だが、俺はそこに一つの盲点があることに気がついていた。
「ど、どんな方法なのよ?」
「まず、普通に突破しようとしても無理なんだよ。当然だけど砦ってものは籠城戦を想定して作られている。防衛側が圧倒的に有利なんだ」
「それはまぁ、そうよね」
「砦を落とすうえで一番有効で無難なのは持久戦に持ち込んで物資の補給を断つことだろう。リザードキング側も食糧や物資がなくなればそのうち疲弊して出てくるはずだからな」
「でも、それは攻める側の兵力と物資が圧倒している場合ですよね?」
リリスが言った。
そう、持久戦が通るのはあくまでこちらに余裕がある場合。
「そうなんだ。リリスの言うとおり、俺たちは数で圧倒しているわけでもない、冒険者の寄せ集めだ。ざっと見た感じだと、集まったのはせいぜい五十人ほどだろう。もしかすると敵の数の方が多いかもしれない。これで持久戦なんてしようとしたらこっちが疲弊してしまうし武器も足りなくなってしまう。

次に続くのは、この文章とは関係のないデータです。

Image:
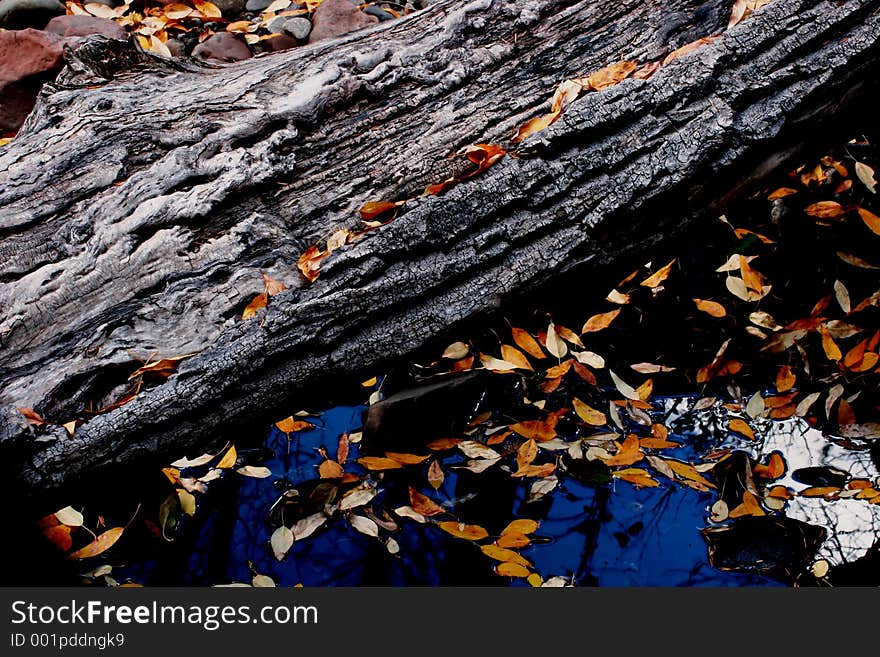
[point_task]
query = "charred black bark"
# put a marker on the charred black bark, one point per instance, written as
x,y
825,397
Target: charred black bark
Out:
x,y
137,216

ここは町から離れた平原のど真ん中だし、そもそもギルドからの物資の補給なんてのも期待できないだろう」
その気になれば町や王都から騎士団を派遣することもできるはずなのだが、町やギルドがそれをせず冒険者だけで解決しようとしているあたり、これ以上の兵力や物資をつぎ込むつもりはないということだ。
「じゃあ、どうすれば……」
ゼフィが切実な視線を送ってくる。
人質になっているという親友が気がかりで仕方ないのだろう。
「短期決戦に持ち込むしかないだろうな。一気呵成に攻め込むしかない」
「そ、それじゃあただの自棄じゃない! 人質が居る地下までどれくらいの距離があると思ってんの? こちらに交渉する気がないと知った時点で向こうはきっと人質に手をつけるわよ」
「そうですね……。わたしなら、リザードマンを各個撃破して砦の最奥部に辿り着くくらいはできると思いますが、人質の無事までは保障できませんから……」
サラッととんでもないことを言うリリスに、ゼフィが一瞬ぽかんと口を開いてから言った。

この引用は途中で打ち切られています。